New York State takeover NYCHA Photo: Dan DeLuca/Flickr

If one aspiring congressman gets his way, the New York City Housing Authority (NYCHA) could have a new administrator: Governor Cuomo.

First created in 1924, the NYCHA houses 450,000 New Yorkers across 328 public housing developments and administers subsidized rental assistance to 235,000 through the Section 8 Leased Housing program.

But the program faces widespread challenges ranging from diminished funding, to unmanageable crime, to the possibility of elevated lead levels. And Harlem Assemblyman Keith Wright, an aspiring successor to Congressman Charles Rangel, is advocating that control of the organization should be handed over to New York State.

“If NYCHA can’t take care of tenants, and take care of its properties, then we need a state takeover.

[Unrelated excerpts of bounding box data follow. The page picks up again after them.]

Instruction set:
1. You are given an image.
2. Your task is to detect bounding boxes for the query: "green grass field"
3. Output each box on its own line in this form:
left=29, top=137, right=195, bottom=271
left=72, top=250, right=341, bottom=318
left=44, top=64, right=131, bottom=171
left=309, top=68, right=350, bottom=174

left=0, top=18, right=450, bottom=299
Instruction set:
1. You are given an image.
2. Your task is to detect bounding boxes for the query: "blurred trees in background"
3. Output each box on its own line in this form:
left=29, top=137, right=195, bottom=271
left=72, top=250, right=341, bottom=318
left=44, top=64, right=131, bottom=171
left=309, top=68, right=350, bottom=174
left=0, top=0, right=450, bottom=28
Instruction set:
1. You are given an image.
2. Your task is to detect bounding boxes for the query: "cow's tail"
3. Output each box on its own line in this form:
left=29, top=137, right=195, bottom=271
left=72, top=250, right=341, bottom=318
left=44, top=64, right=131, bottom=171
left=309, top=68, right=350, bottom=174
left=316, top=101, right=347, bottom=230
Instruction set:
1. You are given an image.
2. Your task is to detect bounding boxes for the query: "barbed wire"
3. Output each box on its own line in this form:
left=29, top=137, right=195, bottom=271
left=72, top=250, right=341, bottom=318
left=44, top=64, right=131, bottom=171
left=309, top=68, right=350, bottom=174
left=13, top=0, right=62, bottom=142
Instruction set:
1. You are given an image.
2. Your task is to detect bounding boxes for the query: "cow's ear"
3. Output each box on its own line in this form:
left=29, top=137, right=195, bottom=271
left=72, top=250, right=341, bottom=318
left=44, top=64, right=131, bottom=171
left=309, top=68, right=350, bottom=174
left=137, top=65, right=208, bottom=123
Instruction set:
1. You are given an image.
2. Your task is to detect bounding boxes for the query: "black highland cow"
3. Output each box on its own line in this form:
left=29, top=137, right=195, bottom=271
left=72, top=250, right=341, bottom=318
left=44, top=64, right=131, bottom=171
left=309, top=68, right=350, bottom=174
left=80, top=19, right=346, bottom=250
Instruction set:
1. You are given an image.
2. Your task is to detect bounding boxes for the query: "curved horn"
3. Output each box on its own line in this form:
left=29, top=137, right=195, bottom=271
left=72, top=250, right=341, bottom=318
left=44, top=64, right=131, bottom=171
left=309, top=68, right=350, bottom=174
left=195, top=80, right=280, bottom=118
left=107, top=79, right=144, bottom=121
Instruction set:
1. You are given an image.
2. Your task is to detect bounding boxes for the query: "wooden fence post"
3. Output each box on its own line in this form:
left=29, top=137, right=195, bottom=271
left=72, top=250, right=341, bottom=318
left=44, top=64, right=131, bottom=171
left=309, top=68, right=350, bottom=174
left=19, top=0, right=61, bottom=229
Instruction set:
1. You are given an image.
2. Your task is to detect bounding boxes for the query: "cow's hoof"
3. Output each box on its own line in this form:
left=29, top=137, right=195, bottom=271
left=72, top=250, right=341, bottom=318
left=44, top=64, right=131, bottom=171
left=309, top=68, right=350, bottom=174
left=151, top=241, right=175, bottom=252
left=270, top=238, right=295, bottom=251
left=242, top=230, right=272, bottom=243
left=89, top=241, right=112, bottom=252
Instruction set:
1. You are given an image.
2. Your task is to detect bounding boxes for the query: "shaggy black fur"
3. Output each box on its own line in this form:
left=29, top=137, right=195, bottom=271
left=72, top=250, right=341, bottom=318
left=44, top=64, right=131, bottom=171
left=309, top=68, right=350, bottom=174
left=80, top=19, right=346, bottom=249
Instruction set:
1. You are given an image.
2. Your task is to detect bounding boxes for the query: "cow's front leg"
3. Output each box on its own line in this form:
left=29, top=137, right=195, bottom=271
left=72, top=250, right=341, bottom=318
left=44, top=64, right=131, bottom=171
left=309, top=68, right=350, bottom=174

I am prepared to introduce legislation that allows Governor Cuomo to do just that,” says Wright, who serves as chair of the Assembly’s Housing Committee.

The likelihood of this happening is unclear.

Mayor de Blasio, who is adamantly against the proposal, believes the proposal “makes no sense whatsoever.”

“Obviously the problems the housing authority has have to be solved here in the City of New York, not by bureaucrats 150 miles away,” he said.

That said, the NYCHA’s actions are under investigation for its handling of elevated lead levels. Last week, the Southern District US Attorney’s office was granted an order forcing the Department of Health and Mental Hygiene to release data surrounding lead levels in NYCHA facilities.

For its part, the NYCHA does have plans in place to resolve the issue. Beyond cooperating with the lead investigations, it’s currently “developing new financing options and building innovative partnerships across the public, private, and non-profit sectors,” working to maintain and modernize buildings, adding community programs and preserve senior housing options.

One way it will make this possible is by converting some public housing to Section 8 housing, then selling the property to a consortium made in partnership with a private developer. This would provide both entities with federal tax credits and a mortgage.